Je me souviens de cette tribune à Grenoble en 1996.

15 jours plus tôt, le secrétariat de AIDES nous appelle. Arnaud veut qu’ASUD soit présent aux Assises de AIDES, et sur la plus haute marche, face au Ministre….
En face de moi Hervé Gueymard, Secrétaire d’Etat à la Santé dans le gouvernement Juppé. Je lui dit pendant la table ronde : « .. ;Asud, association de malfaiteurs, payés par vos services… ». Hilarité générale. Moi, je me dis « merde, j’ai dit une connerie… ». Arnaud fait son discours de clôture : « ASUD, cette association de malfaiteurs payée par l’Etat etc..etc… » Ouf , sauvé !!! Depuis c’est resté dans les annales.

La douleur

Reste les page sombres, les moments où l’on pouvait voir sur son visage, les marques de la fatigue. Les AG de Aides fédération , si diffiçiles. Une nouvelle équipe qui prend les rènes du bateau …les inévitables froissements d’ego …
Et puis dans ces années là, AIDES a cessé d’être aussi la maison d’ASUD, et Arnaud a commencé d’être associé au souvenir des années de lutte, des années sida, celles dont on dit , il y a un avant et un après…
La colère, le citoyen , l’amitié et les pages sombres, ma foi, c’est un résumé que j’ai tenté de faire le plus fidèle possible. Les trois premiers mots vont comme un gant au militant de la lutte contre le sida que fut avant tout Arnaud. Le dernier n’est pas moins caractéristique de ce qu’il a du enduré tout dernièrement.

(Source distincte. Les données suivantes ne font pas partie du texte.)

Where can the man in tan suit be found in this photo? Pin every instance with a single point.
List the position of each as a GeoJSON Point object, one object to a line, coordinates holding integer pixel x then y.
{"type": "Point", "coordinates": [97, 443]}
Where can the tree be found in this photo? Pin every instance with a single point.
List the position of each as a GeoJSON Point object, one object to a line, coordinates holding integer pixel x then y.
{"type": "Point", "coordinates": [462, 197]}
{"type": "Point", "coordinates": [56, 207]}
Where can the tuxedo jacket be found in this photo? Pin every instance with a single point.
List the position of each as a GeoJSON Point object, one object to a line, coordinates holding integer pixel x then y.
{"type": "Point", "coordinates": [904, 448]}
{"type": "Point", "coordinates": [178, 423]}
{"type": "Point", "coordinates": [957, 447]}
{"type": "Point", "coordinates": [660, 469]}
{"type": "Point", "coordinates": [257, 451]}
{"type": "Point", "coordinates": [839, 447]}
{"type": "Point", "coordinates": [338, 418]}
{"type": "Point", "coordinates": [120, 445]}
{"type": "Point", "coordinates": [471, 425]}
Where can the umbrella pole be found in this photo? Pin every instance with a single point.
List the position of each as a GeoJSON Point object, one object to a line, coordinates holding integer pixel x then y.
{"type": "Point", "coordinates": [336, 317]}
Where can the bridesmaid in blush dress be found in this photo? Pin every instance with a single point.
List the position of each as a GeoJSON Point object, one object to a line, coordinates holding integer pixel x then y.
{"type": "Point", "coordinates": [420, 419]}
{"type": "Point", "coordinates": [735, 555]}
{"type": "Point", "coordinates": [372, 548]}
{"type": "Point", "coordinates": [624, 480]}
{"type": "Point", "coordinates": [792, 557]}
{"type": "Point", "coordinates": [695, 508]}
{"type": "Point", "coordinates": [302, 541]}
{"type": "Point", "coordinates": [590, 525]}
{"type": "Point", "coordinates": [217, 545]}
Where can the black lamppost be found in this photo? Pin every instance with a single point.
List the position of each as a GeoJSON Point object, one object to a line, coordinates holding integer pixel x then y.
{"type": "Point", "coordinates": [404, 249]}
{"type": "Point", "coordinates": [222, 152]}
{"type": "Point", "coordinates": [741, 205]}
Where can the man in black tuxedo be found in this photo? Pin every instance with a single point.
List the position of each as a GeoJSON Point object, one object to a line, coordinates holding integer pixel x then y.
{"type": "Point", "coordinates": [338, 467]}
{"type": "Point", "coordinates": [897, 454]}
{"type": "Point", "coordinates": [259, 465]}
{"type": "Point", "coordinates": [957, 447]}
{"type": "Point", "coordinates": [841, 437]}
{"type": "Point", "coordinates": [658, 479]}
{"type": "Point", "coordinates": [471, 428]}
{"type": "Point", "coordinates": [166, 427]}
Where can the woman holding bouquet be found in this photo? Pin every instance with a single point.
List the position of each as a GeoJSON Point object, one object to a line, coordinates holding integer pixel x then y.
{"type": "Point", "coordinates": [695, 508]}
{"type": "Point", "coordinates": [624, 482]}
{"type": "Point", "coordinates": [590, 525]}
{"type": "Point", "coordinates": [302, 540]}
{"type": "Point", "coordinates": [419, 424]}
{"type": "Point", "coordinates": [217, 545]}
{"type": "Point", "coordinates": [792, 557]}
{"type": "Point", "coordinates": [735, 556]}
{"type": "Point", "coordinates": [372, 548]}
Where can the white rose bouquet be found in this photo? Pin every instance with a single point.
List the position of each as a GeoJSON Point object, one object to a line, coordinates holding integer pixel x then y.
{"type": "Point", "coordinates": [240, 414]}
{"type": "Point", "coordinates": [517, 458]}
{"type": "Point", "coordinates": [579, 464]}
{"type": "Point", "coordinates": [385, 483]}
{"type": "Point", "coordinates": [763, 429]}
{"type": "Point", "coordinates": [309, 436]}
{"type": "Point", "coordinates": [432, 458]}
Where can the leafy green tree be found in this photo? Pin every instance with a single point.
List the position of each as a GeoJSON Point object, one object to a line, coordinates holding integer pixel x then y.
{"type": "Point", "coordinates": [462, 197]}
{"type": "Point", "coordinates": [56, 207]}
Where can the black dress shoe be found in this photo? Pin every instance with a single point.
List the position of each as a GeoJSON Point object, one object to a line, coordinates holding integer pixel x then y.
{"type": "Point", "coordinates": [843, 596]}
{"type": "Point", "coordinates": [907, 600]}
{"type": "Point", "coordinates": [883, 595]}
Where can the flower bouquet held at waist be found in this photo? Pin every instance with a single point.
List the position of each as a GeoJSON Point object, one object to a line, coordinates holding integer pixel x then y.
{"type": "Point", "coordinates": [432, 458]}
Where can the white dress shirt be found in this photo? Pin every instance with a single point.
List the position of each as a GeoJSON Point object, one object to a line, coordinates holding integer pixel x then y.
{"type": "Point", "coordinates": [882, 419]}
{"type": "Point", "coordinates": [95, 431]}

Ces dernières années , je n’ai plus revu Arnaud. Je le savais malade, je n’ai eu ni le courage ni l’envie de venir le déranger dans sa retraite, c’est comme si son rôle, également inspiré par la personnalité de Daniel Defer, autre ami d’ASUD, était confondu avec le temps où tout était possible, où l’on parlait de légalisation plutôt que d’addictologie et de droit au plaisir plutôt que d’alcoologie.
Cher Arnaud, repose en paix aux côtés d’Olivier, de Véronique et de mille autres, comme toi morts du sida, mort contre le sida, mort en ayant vaincu les alliés du sida, la discrimination et l’injustice.